I see the reasoning behind the majority sentiment that board members all need to financially contribute, but I’ve come across too many cases where making this a criteria would have disqualified some of Kingdom Rice’s most influential board members. In fact, I can think of cases where giving financially to Kingdom Rice would swing me towards disqualifying someone to serve on our board. Let me explain.
The majority sentiment that makes financial giving imperative for every board member makes a myriad of assumptions. For example, i’ve not read anywhere that a financial giving can have any negative relational consequences, as if financial giving decision are always made in isolation. I can think of examples where a board member has empowered their spouse to oversee the giving budget in a move towards greater marriage solidarity. In at least one case, this came at a direct cost to Kingdom Rice. But I would not want it any other way because to me, this rings of healthy empowerment and family trust building. Then there are cases where board members are going through transitions, HUGE transitions that destabilize finances that most take for granted. In those cases, I want to be a part of bringing stability, not increasing unstability. In other cases, giving to KR HELPS families in transition. One size really does not fit all; faithfulness expresses itself differently depending on context. That said, assuming a board member can budget to give may not be the most honoring to their circumstance.
In practice, the giving from our board members straddles the whole spectrum, from top tier giving to zero financial giving. Sometimes, it takes greater faith for someone on the board to not give. The Kingdom is full of these counter-intuitions. On a least a couple incidents, I recommend board members to have the faith NOT to give. Financial amount does not necessary correspond to the heart investment and engagement with the board. When board members give, they give freely of their own volition. If anything, they all see the profit-loss statements. They know our budget and they know where everything goes. Most donors only have the perspective of our monthly newsletters, and perhaps first-hand connections with our events. But our board has front-row seats. That awareness heightens anything they give.
It should be obvious I don’t employ “Gold status” or “platinum status” giving tiers. If anything, I occasionally highlight the widow, or the poor, or the family in ministry themselves who have made a financial commitment to Kingdom Rice. This one senior woman gives just $5/month, and she’s been one of our most faithful givers, and referrers too! It costs more time and money to administer that $5 check, but it’s worth it.
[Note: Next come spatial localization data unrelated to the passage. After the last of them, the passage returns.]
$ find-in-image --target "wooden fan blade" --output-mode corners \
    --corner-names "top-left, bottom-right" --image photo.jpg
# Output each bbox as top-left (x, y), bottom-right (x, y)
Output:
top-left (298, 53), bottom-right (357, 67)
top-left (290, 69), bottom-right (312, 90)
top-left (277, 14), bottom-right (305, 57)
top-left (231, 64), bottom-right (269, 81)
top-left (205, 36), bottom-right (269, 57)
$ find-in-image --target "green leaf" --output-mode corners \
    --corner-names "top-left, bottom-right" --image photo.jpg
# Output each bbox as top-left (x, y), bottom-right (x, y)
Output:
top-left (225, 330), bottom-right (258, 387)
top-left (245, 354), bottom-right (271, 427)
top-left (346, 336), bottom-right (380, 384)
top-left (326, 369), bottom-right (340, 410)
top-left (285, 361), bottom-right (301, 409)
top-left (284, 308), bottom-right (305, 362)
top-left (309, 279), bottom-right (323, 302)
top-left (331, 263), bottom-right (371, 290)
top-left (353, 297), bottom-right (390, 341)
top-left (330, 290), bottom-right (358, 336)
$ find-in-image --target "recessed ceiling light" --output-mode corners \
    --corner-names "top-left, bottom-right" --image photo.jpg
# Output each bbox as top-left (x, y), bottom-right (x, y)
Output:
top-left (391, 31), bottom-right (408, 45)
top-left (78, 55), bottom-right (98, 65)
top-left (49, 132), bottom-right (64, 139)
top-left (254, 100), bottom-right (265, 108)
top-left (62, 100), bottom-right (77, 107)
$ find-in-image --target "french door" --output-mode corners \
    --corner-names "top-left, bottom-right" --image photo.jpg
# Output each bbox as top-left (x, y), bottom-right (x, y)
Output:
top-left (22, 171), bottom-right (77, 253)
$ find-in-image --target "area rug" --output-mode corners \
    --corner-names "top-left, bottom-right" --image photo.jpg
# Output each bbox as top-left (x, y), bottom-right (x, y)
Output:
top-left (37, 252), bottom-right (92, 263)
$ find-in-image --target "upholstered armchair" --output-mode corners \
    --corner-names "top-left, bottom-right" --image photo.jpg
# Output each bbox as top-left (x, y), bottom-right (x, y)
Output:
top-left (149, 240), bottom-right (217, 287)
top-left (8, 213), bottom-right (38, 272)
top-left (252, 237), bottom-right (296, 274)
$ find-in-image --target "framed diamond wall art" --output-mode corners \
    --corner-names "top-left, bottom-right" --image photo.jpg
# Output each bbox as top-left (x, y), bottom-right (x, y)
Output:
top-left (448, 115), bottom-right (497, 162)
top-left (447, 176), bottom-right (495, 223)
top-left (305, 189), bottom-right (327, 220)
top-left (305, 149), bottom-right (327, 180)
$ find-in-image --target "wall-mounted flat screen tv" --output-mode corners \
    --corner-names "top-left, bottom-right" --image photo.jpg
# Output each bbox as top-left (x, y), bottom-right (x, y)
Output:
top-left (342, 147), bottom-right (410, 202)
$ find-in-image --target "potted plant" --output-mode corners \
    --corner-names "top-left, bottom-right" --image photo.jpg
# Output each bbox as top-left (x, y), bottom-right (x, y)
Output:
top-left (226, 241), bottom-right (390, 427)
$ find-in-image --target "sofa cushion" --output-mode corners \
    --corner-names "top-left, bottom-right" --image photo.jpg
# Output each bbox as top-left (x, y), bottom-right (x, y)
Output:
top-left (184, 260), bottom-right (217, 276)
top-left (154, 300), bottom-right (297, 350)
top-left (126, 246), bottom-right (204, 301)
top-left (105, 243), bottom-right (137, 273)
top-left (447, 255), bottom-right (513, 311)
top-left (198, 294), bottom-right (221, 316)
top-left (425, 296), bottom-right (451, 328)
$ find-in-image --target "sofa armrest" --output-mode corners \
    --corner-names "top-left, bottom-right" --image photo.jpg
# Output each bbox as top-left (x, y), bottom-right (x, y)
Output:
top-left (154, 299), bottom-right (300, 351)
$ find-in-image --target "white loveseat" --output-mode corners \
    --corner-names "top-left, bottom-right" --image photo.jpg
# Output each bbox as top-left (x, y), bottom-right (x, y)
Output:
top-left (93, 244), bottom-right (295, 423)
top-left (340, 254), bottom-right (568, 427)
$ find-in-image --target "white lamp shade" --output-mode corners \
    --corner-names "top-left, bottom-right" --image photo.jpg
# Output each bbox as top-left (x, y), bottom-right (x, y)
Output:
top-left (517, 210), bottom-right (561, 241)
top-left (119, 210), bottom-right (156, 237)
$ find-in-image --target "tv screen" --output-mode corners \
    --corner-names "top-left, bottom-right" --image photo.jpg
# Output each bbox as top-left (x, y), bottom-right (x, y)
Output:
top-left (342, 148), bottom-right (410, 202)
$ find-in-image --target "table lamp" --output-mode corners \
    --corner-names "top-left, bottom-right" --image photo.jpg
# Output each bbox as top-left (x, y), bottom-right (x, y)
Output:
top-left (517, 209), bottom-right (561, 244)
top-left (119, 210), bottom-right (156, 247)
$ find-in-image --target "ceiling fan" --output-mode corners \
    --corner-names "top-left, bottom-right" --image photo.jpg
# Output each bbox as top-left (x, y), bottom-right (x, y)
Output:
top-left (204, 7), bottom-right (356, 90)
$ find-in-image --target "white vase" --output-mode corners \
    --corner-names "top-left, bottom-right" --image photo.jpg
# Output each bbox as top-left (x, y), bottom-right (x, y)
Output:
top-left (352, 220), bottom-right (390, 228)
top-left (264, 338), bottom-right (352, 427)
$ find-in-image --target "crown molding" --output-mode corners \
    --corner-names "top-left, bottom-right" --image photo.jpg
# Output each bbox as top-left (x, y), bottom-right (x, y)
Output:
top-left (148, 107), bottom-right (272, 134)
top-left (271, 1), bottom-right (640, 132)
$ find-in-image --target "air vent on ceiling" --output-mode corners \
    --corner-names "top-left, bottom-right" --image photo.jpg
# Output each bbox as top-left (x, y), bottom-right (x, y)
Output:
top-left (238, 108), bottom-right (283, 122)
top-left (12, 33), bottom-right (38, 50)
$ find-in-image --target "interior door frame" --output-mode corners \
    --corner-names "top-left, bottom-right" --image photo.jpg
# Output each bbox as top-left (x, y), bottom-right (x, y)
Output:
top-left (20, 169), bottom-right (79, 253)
IF anything (we’ve not experienced this yet), top tier giving can lead to manipulation, and inappropriate use of power from a board seat. I’ve seen this in multiple non-profits both in and outside of evangelical institutions. Sometimes, the top givers become the elephants in the board meetings. Sometimes, top givers actually threaten the very mission of the non-board. I’m speaking third person here, but if you know my story, I’m NOT speaking hypothetically. I’ve lived all this and it’s why I am thoroughly unsatisfied with the lack of nuance with anyone who makes board financial giving imperative. In the seven years of KR, not one board member EVER questioned inappropriate ties between one’s giving and ones influence on the board.
At Kingdom Rice, what board members contribute weighs more heavily than what they’re able to give financially, much MUCH more.
There’s a lot more to be said, especially with the more nuanced parts of board recruiting. Overall, the process has been quite satisfying and being that the process is not binary, it opens up space for deeper conversation and working together to accomplish our mission, whether or not someone joins the board or not.